A tecnologia baseada em inteligência artificial está cada vez mais disseminada e virou até mesmo arma de guerra, mas suscita questões éticas, de privacidade e de justiça racial
A guerra entre a Rússia e a Ucrânia — o maior conflito na Europa desde a Segunda Guerra Mundial — está completando seis meses e ainda não há sinais de um fim próximo. No esforço de resistência contra forças russas, os ucranianos têm se notabilizado pelo uso intensivo de tecnologia. Um exemplo é o sistema de reconhecimento facial, o software que mapeia, analisa e confirma a identidade de um rosto em uma foto ou vídeo. É a primeira vez que essa tecnologia baseada em inteligência artificial está sendo empregada em uma guerra.
O Ministério de Transformação Digital da Ucrânia admitiu que, desde março, está utilizando o software de reconhecimento facial da empresa americana Clearview AI, com o objetivo de identificar os mortos — russos e ucranianos — e devolver seus corpos às famílias. O governo ucraniano declarou que quer mostrar aos russos “o verdadeiro custo da guerra” e informar às famílias que, caso desejem recuperar os corpos de seus entes queridos, elas são “bem-vindas à Ucrânia”.

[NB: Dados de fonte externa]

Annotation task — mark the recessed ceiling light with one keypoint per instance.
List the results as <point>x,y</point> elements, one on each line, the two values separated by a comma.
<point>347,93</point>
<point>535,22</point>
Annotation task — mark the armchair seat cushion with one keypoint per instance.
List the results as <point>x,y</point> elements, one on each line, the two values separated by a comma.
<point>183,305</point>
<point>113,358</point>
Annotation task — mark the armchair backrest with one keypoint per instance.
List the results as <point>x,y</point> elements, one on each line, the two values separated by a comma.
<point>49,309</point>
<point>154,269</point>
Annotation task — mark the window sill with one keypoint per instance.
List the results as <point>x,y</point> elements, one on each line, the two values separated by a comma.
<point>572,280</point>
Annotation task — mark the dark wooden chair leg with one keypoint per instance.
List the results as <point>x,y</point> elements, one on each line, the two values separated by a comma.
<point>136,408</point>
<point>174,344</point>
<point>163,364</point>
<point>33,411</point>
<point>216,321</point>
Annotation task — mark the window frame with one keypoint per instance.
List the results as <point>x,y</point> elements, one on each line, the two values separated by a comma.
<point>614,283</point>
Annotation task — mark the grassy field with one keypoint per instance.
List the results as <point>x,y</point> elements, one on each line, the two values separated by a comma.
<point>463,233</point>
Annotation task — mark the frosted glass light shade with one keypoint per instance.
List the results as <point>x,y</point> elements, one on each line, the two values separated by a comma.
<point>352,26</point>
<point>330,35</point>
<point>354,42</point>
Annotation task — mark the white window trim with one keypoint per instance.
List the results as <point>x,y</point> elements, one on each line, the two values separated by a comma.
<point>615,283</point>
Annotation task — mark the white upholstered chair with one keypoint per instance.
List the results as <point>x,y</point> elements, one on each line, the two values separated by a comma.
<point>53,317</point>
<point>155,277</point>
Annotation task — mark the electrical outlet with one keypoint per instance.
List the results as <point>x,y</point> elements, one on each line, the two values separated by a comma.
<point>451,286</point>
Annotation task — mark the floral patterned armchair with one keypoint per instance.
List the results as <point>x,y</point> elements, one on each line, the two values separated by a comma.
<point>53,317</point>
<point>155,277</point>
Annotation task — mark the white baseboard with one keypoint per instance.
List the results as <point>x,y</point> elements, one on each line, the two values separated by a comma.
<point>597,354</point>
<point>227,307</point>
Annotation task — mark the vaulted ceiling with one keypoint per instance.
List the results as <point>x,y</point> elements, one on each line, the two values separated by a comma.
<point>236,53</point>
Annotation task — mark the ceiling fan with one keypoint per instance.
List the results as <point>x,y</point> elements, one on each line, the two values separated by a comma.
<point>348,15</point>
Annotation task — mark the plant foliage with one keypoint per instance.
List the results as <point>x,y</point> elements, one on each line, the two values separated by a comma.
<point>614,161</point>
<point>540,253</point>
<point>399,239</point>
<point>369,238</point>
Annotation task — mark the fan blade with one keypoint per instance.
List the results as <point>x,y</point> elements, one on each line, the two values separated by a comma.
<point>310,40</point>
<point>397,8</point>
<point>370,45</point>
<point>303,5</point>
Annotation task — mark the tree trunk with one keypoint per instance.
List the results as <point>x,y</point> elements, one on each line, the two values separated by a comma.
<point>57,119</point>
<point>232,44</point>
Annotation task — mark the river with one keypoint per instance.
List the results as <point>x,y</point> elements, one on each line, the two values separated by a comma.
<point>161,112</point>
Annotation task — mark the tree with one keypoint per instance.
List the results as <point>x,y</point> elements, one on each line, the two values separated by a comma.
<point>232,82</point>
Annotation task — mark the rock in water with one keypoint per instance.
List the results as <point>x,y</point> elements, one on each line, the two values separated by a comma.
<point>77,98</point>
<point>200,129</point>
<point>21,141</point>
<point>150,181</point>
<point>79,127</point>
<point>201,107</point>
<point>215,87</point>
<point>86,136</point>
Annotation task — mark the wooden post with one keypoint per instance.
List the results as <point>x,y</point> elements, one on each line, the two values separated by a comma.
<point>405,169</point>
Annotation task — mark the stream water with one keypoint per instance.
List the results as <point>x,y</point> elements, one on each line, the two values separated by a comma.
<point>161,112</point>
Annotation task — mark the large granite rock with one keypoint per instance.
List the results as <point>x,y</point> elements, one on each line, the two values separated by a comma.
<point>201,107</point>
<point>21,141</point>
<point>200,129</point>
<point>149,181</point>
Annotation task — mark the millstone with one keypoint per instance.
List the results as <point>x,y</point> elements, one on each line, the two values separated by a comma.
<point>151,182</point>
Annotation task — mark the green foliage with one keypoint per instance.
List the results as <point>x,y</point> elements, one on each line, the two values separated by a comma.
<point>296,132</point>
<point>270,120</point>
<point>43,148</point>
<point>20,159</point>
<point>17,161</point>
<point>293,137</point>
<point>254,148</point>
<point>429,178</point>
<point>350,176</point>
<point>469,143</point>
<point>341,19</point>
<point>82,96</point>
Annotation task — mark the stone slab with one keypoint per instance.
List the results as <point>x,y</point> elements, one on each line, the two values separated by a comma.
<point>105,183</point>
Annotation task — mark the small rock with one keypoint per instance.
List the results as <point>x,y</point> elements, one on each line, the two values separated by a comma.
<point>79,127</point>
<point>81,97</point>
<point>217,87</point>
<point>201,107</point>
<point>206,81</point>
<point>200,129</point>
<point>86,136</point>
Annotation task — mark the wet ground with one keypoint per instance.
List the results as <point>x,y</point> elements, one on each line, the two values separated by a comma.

O CEO da Clearview, Hoan Ton-That, disse que sua empresa teve acesso a mais de 2 bilhões de imagens do serviço de mídia social russo VKontakte. Esse banco de dados, segundo Ton-That, pode ajudar a Ucrânia a reconhecer os mortos mais rapidamente do que com o exame das impressões digitais, mesmo que haja danos faciais. A Ucrânia está obtendo acesso gratuito ao mecanismo de busca de rostos da Clearview AI, que também permite que as autoridades rastreiem suspeitos em postos de controle.
Fundada em 2017, a Clearview AI operava quase anonimamente até o início de 2020, quando uma reportagem do jornal The New York Times revelou que a empresa executava regularmente seu software de reconhecimento em um banco de dados de fotos extraídas de fontes na internet, incluindo mídias sociais, sites de notícias e sites de emprego. A Clearview AI ambiciona ser a maior rede de reconhecimento facial do mundo. Sua meta é ter um banco com 100 bilhões de imagens de rostos — quase 14 fotos para cada pessoa na Terra. Várias fotos da mesma pessoa melhoram a precisão da tecnologia.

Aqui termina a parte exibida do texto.